Your Update from Ron Hays of RON
    Monday,  July 8, 2019

Howdy Neighbors! 

Here is your daily Oklahoma farm and ranch news update. 
 
One Featured Story:

Midday this past Friday, U.S. Environmental Protection Agency (EPA) Administrator Andrew Wheeler issued a proposed rule under the Renewable Fuel Standards (RFS) program that would set the minimum amount of renewable fuels that must be supplied to the market in calendar year 2020, as well as the biomass-based diesel volume standard for calendar year 2021. This puts EPA on target to publish the final RFS Renewable Volume Obligations (RVOs) on time for the third consecutive year. This is in contrast to the previous administration, which frequently failed to release their RVOs by the date intended by Congress.
 

"Unlike the previous administration, we have consistently issued the annual renewable volume obligations rule on time, which is critically important to America's farmers and all stakeholders impacted by the Renewable Fuel Standard program," said EPA Administrator Andrew Wheeler. "We are on track to meet the deadline on time for the third year in a row and continue to provide greater regulatory certainty to farmers and refiners across the country."


"Conventional" renewable fuel volumes, would be maintained at the implied 15-billion gallon target set by Congress.

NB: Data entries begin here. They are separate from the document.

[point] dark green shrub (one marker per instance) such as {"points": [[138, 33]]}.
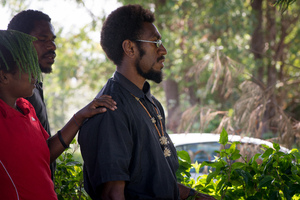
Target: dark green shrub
{"points": [[69, 177], [276, 177]]}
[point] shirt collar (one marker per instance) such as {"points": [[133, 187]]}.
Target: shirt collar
{"points": [[8, 111], [132, 88]]}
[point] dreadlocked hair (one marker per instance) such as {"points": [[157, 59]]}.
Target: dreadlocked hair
{"points": [[17, 52]]}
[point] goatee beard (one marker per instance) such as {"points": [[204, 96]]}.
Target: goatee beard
{"points": [[155, 76]]}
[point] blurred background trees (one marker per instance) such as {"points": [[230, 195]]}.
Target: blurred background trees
{"points": [[232, 64]]}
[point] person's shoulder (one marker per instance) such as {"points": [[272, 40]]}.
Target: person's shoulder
{"points": [[24, 103]]}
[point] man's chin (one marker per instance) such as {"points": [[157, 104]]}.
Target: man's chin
{"points": [[47, 69]]}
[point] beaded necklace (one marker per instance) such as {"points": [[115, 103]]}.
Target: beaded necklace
{"points": [[162, 138]]}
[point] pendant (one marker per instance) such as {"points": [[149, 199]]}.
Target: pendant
{"points": [[167, 152], [163, 140]]}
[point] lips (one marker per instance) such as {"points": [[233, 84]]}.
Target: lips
{"points": [[50, 57]]}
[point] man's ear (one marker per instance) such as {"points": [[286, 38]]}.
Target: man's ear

While, advanced biofuel volume proposed to rise 0.12 billion to 5.04 billion gallons for 2020. 


You can read more about this proposed rule by the EPA, by clicking or tapping here


Sponsor Spotlight
 
 
Midwest Farm Shows is proud to produce the two best Farm Shows in the State of Oklahoma annually- the Tulsa Farm Show each December and the Oklahoma City Farm Show each April.
 
They would like to thank all of you who participated in their 2019 Oklahoma City Farm Show. 
 
Up next will be the Tulsa Farm Show in December 2019- the dates are December 12th, 13th, and 14th.  
 
Now is the ideal time to contact the Midwest Farm Show Office at 507-437-7969 and book space at the 2019 Tulsa Farm Show.  To learn more about the Tulsa Farm Show, click here



The Environmental Protection Agency (EPA) proposed last week a rule for the 2020 calendar year that would increase the minimum requirement for renewable fuels. Advanced biofuel would increase 0.12 billion gallons. While "conventional" and biomass-based diesel would stay the same. 


The renewable fuels industry and its stakeholders immediately responded with the following statements: 


The National Corn Growers Association (NCGA) complains the EPA's decision is based more on refineries rather than corn farmers. They say the EPA once again failed to account for the lost volumes due to refinery exemptions and uphold the President's commitment to the Renewable Fuel Standard (RFS). 


"We are frustrated the EPA did not account for potential waived gallons going forward in the proposed rule," said National Corn Growers Association President and Nebraska farmer Lynn Chrisp. "If the EPA continues to grant retroactive waivers, the RVO numbers are meaningless and the EPA is not following the law. Farmers are facing a very tough economic environment and the continued waiver abuse chips away at farmers' bottom line." 


Click here to read the whole statement issued by NCGA.


The National Biodiesel Board (NBB) criticized the EPA's decision, saying it undermines market growth for biodiesel and renewable diesel. They say the proposed 5.04 billion gallons provides no additional market growth for biomass-based diesel. 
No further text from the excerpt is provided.